My husband just found out that he has high bad cholesterol (LDL). I'm trying to help him figure out how to eat healthier to lower his level of LDL. A few years ago (as a vegan), he was having problems with blood sugar levels (due to eating large quantities of pasta, sweets and lots of sodas and juice.) His LDL levels at that time were fine. Now he has taken care of the blood sugar problem, but his LDL has gone up significantly. He cleaned up his diet and now eats eggs as well as plant foods.
So, my understanding of healthy fats is as following: monounsaturated fats and saturated fats are healthy. One should mostly avoid polyunsaturated fats, and not eat trans fats at all. Omega 3:Omega 6 ratio should be as high as possible.

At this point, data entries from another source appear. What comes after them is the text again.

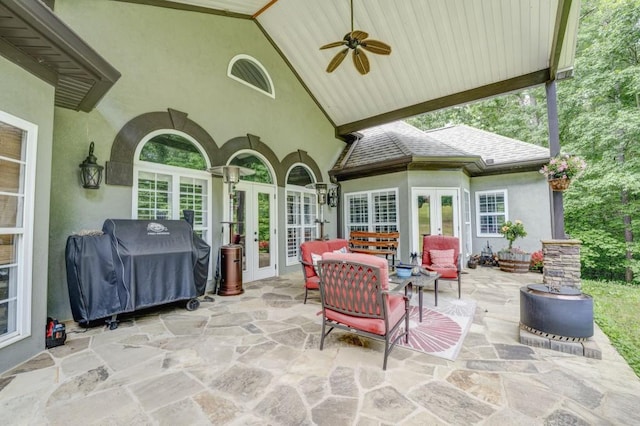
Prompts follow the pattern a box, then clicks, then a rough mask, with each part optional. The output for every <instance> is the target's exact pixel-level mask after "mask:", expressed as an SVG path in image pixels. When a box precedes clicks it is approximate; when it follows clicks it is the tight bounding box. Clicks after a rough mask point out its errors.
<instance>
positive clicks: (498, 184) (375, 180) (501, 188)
mask: <svg viewBox="0 0 640 426" xmlns="http://www.w3.org/2000/svg"><path fill="white" fill-rule="evenodd" d="M341 188H342V194H343V197H342V199H341V201H340V202H341V205H342V206H344V194H346V193H350V192H360V191H371V190H380V189H396V188H397V190H398V206H399V209H398V210H399V228H400V229H399V230H400V248H399V257H400V259H401V260H403V261H408V260H409V259H408V254H409V253H410V252H411V251H417V249H415V248H413V244H412V238H411V236H412V235H413V234H412V233H413V232H414V230H413V229H412V228H413V226H412V217H411V207H410V206H411V200H410V197H411V189H412V188H446V189H457V190H458V195H459V200H458V225H459V234H458V235H459V236H460V238H461V239H462V247H463V248H462V250H463V253H464V251H465V248H466V242H467V240H468V239H470V240H471V243H472V250H471V254H480V252H481V250H482V249H483V248H484V247H485V246H486V244H487V241H489V244H490V246H491V248H492V249H493V250H494V251H498V250H500V249H501V248H503V247H506V246H507V245H508V242H507V240H505V239H504V238H502V237H478V234H477V226H476V224H477V214H476V210H477V209H476V192H478V191H487V190H496V189H505V190H506V191H507V202H508V204H507V206H508V218H509V219H510V220H516V219H520V220H522V221H523V222H524V225H525V229H526V231H527V233H528V235H527V237H525V238H524V239H519V240H516V243H515V245H516V246H517V247H520V248H522V249H524V250H527V251H535V250H540V249H541V248H542V245H541V242H540V241H541V240H543V239H549V238H550V236H551V214H550V211H551V210H550V195H549V186H548V184H547V183H546V181H545V179H544V177H543V176H542V175H540V174H539V173H537V172H527V173H511V174H505V175H498V176H486V177H473V178H470V177H469V176H467V175H466V174H464V173H463V172H462V171H461V170H446V171H445V170H443V171H409V172H398V173H390V174H386V175H381V176H374V177H368V178H361V179H353V180H348V181H345V182H341ZM465 189H466V190H468V191H469V192H470V204H471V206H470V207H471V235H467V234H468V233H467V232H466V231H465V227H464V216H465V206H464V190H465ZM341 211H342V213H341V214H342V226H341V232H344V223H345V222H344V221H345V220H346V216H345V214H346V212H345V210H344V207H342V210H341ZM464 260H466V259H464ZM463 266H465V265H463Z"/></svg>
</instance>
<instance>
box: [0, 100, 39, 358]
mask: <svg viewBox="0 0 640 426" xmlns="http://www.w3.org/2000/svg"><path fill="white" fill-rule="evenodd" d="M37 134H38V127H37V126H36V125H35V124H32V123H29V122H27V121H24V120H22V119H20V118H17V117H14V116H12V115H10V114H6V113H4V112H2V111H0V348H1V347H5V346H8V345H10V344H12V343H14V342H17V341H19V340H22V339H24V338H26V337H28V336H29V335H30V334H31V289H32V281H31V280H32V278H31V270H32V247H33V211H34V209H33V204H34V200H33V199H34V192H35V171H36V161H35V152H36V144H37V140H38V135H37Z"/></svg>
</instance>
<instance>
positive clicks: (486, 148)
mask: <svg viewBox="0 0 640 426" xmlns="http://www.w3.org/2000/svg"><path fill="white" fill-rule="evenodd" d="M425 134H426V135H427V136H429V137H430V138H432V139H435V140H437V141H440V142H442V143H445V144H447V145H449V146H452V147H456V148H458V149H461V150H464V151H466V152H468V153H470V154H473V155H479V156H481V157H482V159H483V160H484V161H485V162H488V161H487V160H493V164H508V163H519V162H522V161H532V160H536V159H541V160H544V161H547V160H548V159H549V149H548V148H543V147H541V146H538V145H533V144H530V143H527V142H522V141H519V140H516V139H511V138H508V137H506V136H501V135H498V134H496V133H491V132H487V131H486V130H481V129H476V128H475V127H469V126H465V125H458V126H451V127H443V128H440V129H434V130H429V131H427V132H425Z"/></svg>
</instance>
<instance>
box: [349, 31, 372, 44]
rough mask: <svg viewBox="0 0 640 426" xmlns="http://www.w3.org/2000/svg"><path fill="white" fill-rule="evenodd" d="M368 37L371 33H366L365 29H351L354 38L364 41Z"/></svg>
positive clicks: (358, 40)
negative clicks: (364, 31) (367, 33)
mask: <svg viewBox="0 0 640 426" xmlns="http://www.w3.org/2000/svg"><path fill="white" fill-rule="evenodd" d="M367 37H369V34H367V33H365V32H364V31H360V30H355V31H351V38H352V39H353V40H358V41H362V40H364V39H365V38H367Z"/></svg>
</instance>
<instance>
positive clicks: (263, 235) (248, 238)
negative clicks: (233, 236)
mask: <svg viewBox="0 0 640 426" xmlns="http://www.w3.org/2000/svg"><path fill="white" fill-rule="evenodd" d="M225 198H226V199H227V200H228V199H229V198H228V197H225ZM275 198H276V197H275V187H274V186H273V185H265V184H260V183H254V182H247V181H240V182H239V183H238V184H237V185H236V191H235V197H234V203H235V205H234V207H233V222H237V223H236V224H235V225H234V232H235V233H236V234H237V237H236V241H237V242H238V243H239V244H241V245H242V246H243V248H242V280H243V281H244V282H250V281H255V280H260V279H263V278H269V277H273V276H275V275H276V253H277V247H276V242H277V238H276V224H277V222H276V203H275ZM227 209H228V207H227ZM227 211H228V210H227Z"/></svg>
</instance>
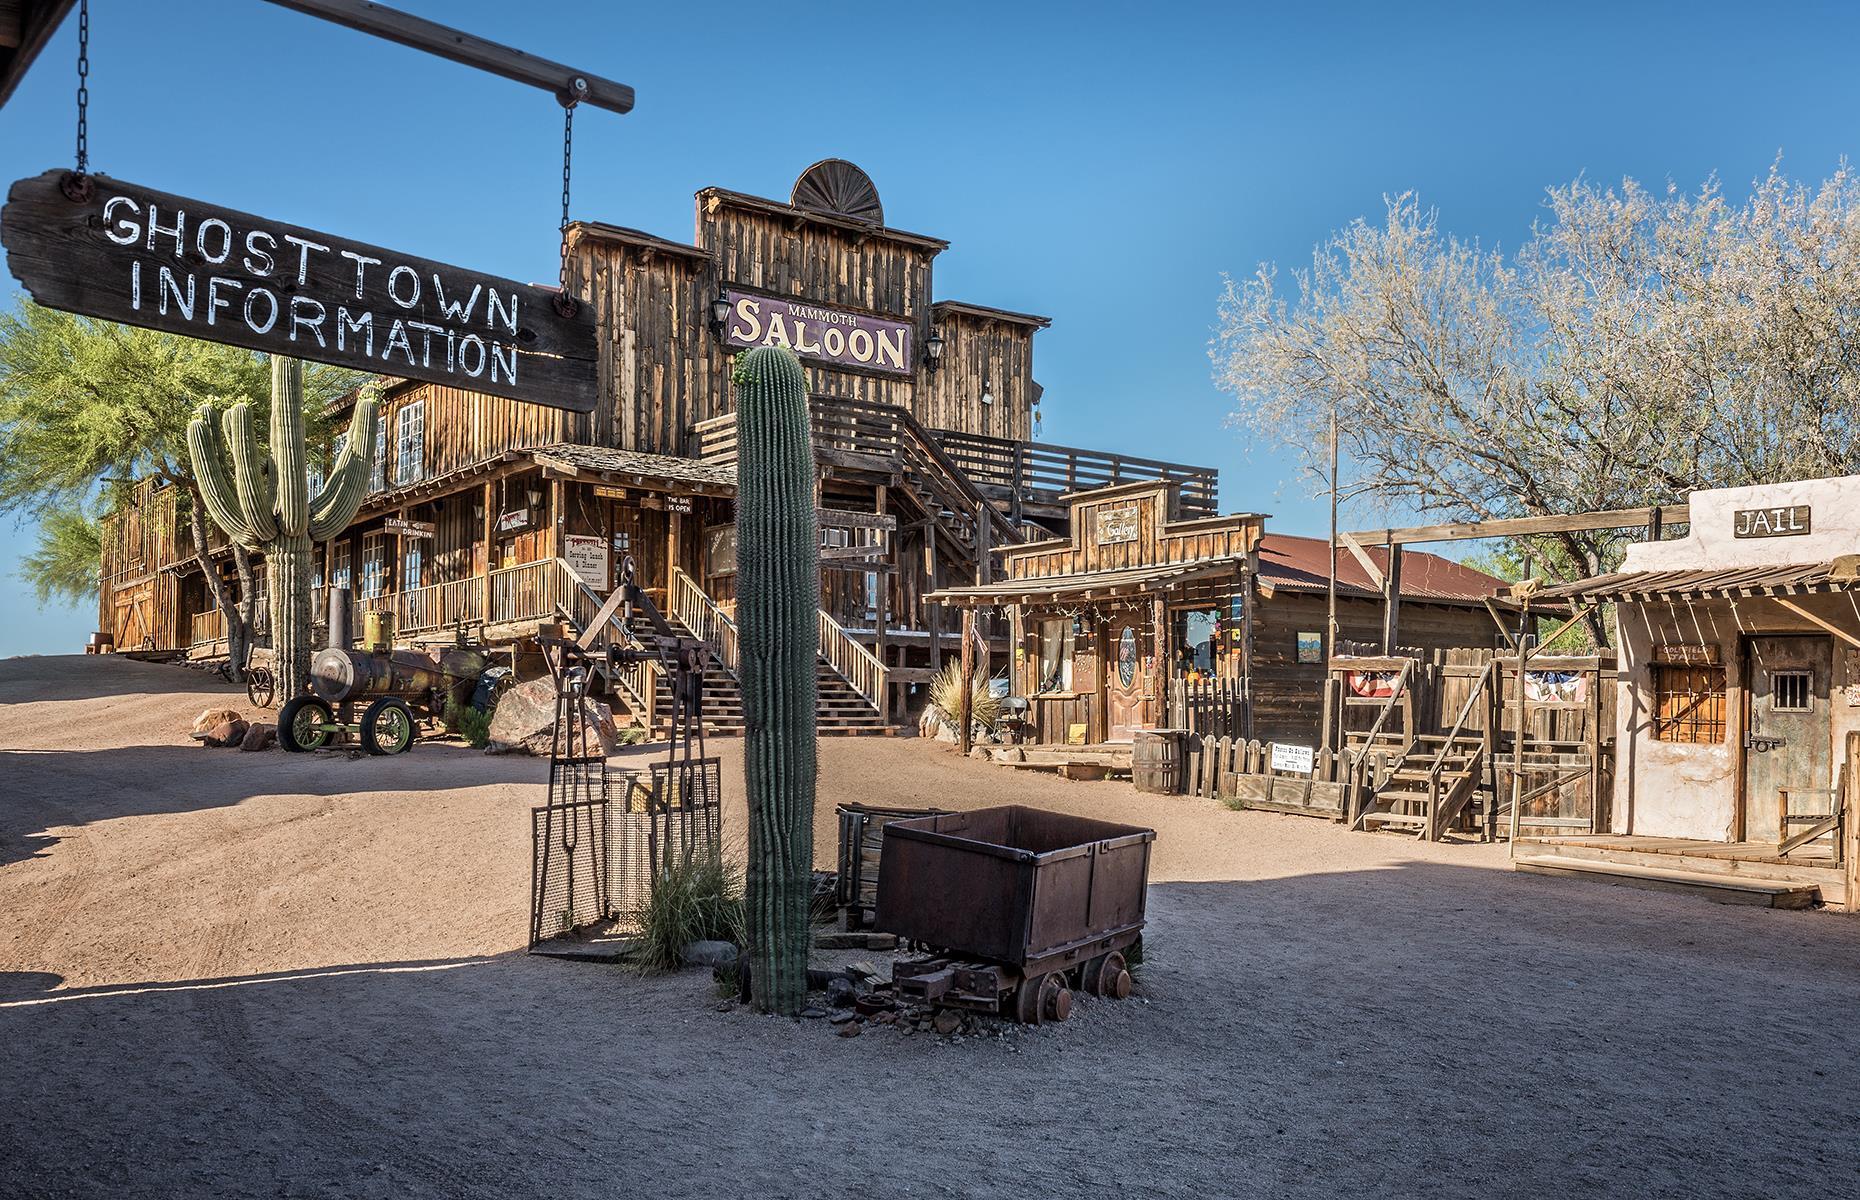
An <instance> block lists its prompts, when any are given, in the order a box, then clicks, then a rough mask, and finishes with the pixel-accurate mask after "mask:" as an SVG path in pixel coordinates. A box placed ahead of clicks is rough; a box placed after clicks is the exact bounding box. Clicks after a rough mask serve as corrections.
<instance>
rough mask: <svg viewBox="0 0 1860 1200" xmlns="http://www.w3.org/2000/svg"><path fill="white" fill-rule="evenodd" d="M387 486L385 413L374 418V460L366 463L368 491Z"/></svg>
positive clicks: (386, 426)
mask: <svg viewBox="0 0 1860 1200" xmlns="http://www.w3.org/2000/svg"><path fill="white" fill-rule="evenodd" d="M385 487H387V413H379V415H376V419H374V461H372V463H370V465H368V491H383V489H385Z"/></svg>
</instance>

Dietary cholesterol is not harmful. Eating this way is supposed to lower one's bad cholesterol and raise one's good cholesterol.
But I must be missing something. For one, Omega 3 and Omega 6 are polyunsaturated fatty acids, so Omega 3 is found in foods which have lots of polyunsaturated fats, like flaxseed and walnuts. If you eat Omega 3 from whole food sources, that automatically ups your polyunsaturated fat intake which is supposedly bad. Also, foods like avocados, almonds and sunflower seeds are very high in Omega 6, so if you eat them, the Omega 6 side of your ratio goes way up. But they are healthy foods and it seems unreasonable to exclude them from one's diet.
Then I was also reading that many foods which have a high Omega 3: Omega 6 ratio are actually not so high in Omega 3 as one would think, since the body converts Omega 3 to ALA and DHA imperfectly. So for example, the Omega 3 in canola oil is not efficiently used by the body, so the ratio of Omega 3 to Omega 6 should actually be thought of as 1:8 rather than 1:2.....So without specifically supplementing with DHA, or eating fish products (which I am not willing to do), one is not able to get enough DHA.
But then, even more interesting - vegans have a higher level of DHA than either fish eaters, vegetarians, or non fish eating meat eaters... (According to an article in the American Journal of Clinical Nutrition).
Group EPA in plasma DHA in plasma (umol/L)
(micromoles per litre)
fish-eaters 64.7 271
non-fish eating meat eaters 57.1 241.3
vegetarians 55.1 223.5
vegans 50 286.4
I'm so confused. Does anybody else have a better understanding of this?